Roadblock in the City of Mexico, 2016
The second thing that surprised the government was the immense solidarity from the Mexican people. The support of mothers and fathers and of social organizations that invested themselves completely in the teachers’ cause. I can assure you that, had there not been this amount of support, the government would have made different decisions, and who knows where we’d be right now.
The third stage ended abruptly with Nochixtlán [where police repression killed 11 people on June 19]. The state realizes that these abuses have created (unlike others) a reaction in the public opinion. The people knew, despite the attempts to conceal it, that the murderer of those people had been the state, that the federal policemen had shot in cold blood. And then, there was a massive insurrection, with more struggle, roadblocks, open confrontation with federal forces and army troops. That’s how the fourth stage began, which is where we are now.
Roadblock in Nochixtlán, Oaxaca
After the repression in Nochxitlán, the government kept silent for two or three days. And then they announced they would open the negotiating table.
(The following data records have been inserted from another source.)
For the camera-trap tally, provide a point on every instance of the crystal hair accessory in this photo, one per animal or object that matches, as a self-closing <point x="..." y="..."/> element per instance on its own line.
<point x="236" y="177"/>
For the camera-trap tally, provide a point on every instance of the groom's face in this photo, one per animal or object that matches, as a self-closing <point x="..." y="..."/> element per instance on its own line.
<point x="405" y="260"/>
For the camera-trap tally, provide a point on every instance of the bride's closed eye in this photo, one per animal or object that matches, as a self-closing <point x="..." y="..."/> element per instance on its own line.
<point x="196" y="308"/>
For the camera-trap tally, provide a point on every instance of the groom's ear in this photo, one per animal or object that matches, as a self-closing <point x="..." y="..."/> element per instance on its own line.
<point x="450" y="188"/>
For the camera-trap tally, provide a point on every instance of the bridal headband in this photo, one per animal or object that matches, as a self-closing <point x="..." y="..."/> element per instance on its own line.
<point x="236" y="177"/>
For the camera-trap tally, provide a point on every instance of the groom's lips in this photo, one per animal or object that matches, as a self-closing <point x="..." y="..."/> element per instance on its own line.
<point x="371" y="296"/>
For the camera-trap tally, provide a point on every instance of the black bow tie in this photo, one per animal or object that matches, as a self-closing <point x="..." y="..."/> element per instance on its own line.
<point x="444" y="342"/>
It’s noteworthy that the negotiating table had already been opened last year and it had been sabotaged by the Federal Government, when they said “we’re not moving a single comma in the reform bill”. So after Nochixtlán, the debate was opened again. But a very important thing is that we didn’t take this as a sign to stop the mobilizations, because this weakens us: one of the core strategies of the Coordination since its inception has been the pattern “mobilization-negotiation-mobilization”. We won’t stop mobilizing even though this was one of the fundamental demands of Miguel Ángel Osorio Chong, the Secretary of Government. He said that if we wanted to negotiate we had to free the roads. But we didn’t free the roads, and we’re negotiating.